SimHash Near Duplicate Search

Find near duplicate documents by comparing compact SimHash fingerprints under Hamming distance.

SimHash Near Duplicate Search

SimHash near duplicate search uses compact bit fingerprints to detect items with similar weighted features. It is commonly used for near duplicate documents, pages, records, and text fragments.

The main idea is to convert a high dimensional feature vector into a fixed width fingerprint, usually 64 bits. Similar inputs tend to produce fingerprints with small Hamming distance.

Problem

Given a collection of items and a query item $q$, find stored items whose SimHash fingerprints differ from $q$ by at most $t$ bits.

Formally, find all items $x$ such that:

$$ \operatorname{HammingDistance}(\operatorname{simhash}(q), \operatorname{simhash}(x)) \le t $$

Model

Each item is represented as weighted features:

$$ (f_1, w_1), (f_2, w_2), \dots, (f_n, w_n) $$

To compute a $b$ bit SimHash:

  1. Initialize an array $v$ of length $b$ with zeros.
  2. Hash each feature to a $b$ bit value.
  3. For each bit position, add the feature weight if the bit is 1, otherwise subtract the weight.
  4. Set output bit $j$ to 1 if $v[j] \ge 0$, otherwise 0.

Algorithm

simhash_search(index, query, t):
    fp = simhash(query)
    candidates = lookup_candidate_buckets(index, fp)

    result = empty list
    for each item in candidates:
        if hamming_distance(fp, item.fingerprint) <= t:
            append item to result

    return result

The candidate lookup step usually partitions the fingerprint into bands. If two fingerprints are within a small Hamming distance, they must share at least one band under suitable partitioning.

Example

Suppose fingerprints are 8 bits:

item fingerprint
query 11010110
doc1 11010100
doc2 01000111
doc3 11011110

Compare by Hamming distance:

item distance from query
doc1 1
doc2 3
doc3 1

For threshold $t = 1$, return doc1 and doc3.

Correctness

SimHash search has two layers.

The verification layer is exact for the fingerprints: every candidate whose Hamming distance is at most $t$ is accepted, and every candidate above $t$ is rejected.

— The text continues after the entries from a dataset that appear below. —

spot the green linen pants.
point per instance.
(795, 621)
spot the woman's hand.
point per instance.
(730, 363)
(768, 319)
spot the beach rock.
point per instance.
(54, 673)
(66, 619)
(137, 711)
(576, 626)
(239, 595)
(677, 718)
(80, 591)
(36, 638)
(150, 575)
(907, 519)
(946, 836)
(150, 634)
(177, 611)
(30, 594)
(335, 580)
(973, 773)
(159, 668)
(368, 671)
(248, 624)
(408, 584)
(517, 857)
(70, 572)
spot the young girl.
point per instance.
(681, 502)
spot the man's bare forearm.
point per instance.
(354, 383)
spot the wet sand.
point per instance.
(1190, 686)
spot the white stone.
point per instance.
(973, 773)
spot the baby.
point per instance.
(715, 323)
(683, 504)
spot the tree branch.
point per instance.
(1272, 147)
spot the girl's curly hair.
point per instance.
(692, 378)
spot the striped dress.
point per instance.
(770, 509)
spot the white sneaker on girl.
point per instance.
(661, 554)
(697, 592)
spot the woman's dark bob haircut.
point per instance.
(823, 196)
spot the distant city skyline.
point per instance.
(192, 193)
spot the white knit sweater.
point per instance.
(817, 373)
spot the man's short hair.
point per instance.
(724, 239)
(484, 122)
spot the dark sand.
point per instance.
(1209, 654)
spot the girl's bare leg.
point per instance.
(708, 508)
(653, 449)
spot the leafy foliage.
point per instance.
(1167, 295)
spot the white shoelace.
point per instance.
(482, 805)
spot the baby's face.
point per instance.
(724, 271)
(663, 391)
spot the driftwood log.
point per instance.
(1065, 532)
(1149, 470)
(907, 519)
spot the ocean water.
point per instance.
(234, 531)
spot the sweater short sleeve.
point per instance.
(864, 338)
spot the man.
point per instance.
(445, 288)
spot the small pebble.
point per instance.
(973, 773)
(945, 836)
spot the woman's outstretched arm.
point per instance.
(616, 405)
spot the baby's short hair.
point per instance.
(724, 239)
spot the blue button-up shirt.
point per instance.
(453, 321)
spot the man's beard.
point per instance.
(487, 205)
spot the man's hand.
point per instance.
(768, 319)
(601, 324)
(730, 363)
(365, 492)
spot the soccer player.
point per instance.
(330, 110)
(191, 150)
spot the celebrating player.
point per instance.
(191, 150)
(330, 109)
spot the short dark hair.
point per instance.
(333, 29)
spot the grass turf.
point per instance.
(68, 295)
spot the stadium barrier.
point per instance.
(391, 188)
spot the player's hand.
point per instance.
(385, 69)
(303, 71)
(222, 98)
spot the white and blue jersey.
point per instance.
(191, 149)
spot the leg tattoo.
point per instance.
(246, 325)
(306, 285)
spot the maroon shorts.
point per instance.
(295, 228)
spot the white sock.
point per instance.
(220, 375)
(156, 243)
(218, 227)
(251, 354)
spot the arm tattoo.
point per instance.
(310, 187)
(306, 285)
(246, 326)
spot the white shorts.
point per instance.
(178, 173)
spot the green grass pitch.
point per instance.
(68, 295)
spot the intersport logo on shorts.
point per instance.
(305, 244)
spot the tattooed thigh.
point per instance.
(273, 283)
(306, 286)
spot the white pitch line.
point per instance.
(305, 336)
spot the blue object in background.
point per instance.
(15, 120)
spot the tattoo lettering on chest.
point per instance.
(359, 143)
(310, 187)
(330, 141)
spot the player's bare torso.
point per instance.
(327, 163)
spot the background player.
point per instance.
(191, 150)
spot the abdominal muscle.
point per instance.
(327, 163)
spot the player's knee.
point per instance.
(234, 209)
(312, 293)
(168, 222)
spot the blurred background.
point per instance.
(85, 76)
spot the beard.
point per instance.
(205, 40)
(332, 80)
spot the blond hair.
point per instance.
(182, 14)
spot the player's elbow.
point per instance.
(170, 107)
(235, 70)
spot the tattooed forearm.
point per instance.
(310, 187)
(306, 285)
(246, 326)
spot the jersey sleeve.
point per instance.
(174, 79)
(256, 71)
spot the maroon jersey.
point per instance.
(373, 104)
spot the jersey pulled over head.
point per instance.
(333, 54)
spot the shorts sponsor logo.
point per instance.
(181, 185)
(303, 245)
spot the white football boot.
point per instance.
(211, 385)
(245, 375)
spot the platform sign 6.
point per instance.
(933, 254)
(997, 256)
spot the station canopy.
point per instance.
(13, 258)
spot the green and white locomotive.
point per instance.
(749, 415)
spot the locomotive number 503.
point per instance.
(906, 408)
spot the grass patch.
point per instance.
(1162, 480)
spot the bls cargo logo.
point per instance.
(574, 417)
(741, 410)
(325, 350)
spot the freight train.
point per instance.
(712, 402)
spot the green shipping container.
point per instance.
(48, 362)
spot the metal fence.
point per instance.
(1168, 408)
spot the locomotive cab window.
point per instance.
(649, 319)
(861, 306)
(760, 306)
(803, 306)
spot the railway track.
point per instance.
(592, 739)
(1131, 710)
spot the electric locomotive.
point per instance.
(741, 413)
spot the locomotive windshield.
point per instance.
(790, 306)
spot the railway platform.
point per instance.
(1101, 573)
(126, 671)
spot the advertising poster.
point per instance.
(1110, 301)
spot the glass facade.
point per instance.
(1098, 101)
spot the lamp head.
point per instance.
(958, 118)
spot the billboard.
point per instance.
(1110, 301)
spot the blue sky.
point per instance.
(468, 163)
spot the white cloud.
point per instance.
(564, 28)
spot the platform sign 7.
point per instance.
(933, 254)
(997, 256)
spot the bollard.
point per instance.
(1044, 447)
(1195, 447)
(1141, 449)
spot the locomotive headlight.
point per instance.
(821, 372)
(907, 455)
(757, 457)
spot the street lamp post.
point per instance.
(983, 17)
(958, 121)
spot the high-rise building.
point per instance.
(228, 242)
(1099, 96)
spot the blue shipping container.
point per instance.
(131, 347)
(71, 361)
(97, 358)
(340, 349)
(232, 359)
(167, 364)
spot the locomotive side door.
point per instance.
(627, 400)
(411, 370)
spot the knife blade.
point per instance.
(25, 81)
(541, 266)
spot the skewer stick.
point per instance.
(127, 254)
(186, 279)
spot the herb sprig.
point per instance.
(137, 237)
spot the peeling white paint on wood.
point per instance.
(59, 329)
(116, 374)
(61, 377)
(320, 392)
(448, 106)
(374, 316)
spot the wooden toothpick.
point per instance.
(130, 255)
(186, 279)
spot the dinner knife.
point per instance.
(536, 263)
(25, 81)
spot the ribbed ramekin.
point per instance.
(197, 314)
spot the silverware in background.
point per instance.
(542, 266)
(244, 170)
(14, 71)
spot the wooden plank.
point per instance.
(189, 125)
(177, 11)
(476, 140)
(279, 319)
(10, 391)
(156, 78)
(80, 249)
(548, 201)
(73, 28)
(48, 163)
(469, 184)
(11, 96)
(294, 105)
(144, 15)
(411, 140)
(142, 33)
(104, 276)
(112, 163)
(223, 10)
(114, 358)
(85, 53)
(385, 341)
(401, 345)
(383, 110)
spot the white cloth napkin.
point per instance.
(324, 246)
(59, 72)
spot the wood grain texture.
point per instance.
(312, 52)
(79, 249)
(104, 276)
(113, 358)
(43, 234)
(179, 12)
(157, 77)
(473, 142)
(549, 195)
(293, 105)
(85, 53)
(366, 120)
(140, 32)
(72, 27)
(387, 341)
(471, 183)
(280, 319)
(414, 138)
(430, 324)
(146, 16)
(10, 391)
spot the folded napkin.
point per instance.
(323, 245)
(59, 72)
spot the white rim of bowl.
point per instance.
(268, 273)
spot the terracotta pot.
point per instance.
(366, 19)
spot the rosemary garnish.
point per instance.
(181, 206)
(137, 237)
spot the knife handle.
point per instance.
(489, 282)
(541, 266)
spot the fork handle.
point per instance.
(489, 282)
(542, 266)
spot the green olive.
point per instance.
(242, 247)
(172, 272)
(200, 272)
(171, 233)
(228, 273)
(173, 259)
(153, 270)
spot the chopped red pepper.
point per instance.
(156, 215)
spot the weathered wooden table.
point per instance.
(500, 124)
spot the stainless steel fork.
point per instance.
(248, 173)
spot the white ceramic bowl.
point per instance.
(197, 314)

The candidate generation layer may be approximate, depending on the indexing scheme. A full scan over all fingerprints is exact for the chosen SimHash threshold. A banded index is faster but must be configured carefully to avoid missing valid near duplicates.

Complexity

Let:

  • $b$ be the fingerprint width
  • $C$ be the number of candidates
  • $n$ be the number of stored items
operation time
full scan query $O(n)$
indexed query $O(C)$
Hamming check $O(1)$ for fixed width fingerprints

Space

$$ O(n) $$

Each item stores a fixed width fingerprint plus optional bucket index entries.

When to Use

SimHash near duplicate search is appropriate when:

  • items are represented by weighted features
  • near duplicate detection is needed
  • compact fingerprints are preferred
  • small differences should preserve similarity
  • approximate candidate generation is acceptable

It is common in web crawling, document deduplication, search indexing, spam detection, and content clustering.

Implementation

from collections import defaultdict

def feature_hash(feature):
    return hash(feature) & ((1 << 64) - 1)

def simhash(features):
    weights = [0] * 64

    for feature, weight in features:
        h = feature_hash(feature)
        for bit in range(64):
            if (h >> bit) & 1:
                weights[bit] += weight
            else:
                weights[bit] -= weight

    fp = 0
    for bit, value in enumerate(weights):
        if value >= 0:
            fp |= 1 << bit

    return fp

def hamming_distance(a, b):
    return (a ^ b).bit_count()

class SimHashIndex:
    def __init__(self, bands=4, band_bits=16):
        self.bands = bands
        self.band_bits = band_bits
        self.buckets = defaultdict(list)

    def _band_key(self, fp, band):
        mask = (1 << self.band_bits) - 1
        return (band, (fp >> (band * self.band_bits)) & mask)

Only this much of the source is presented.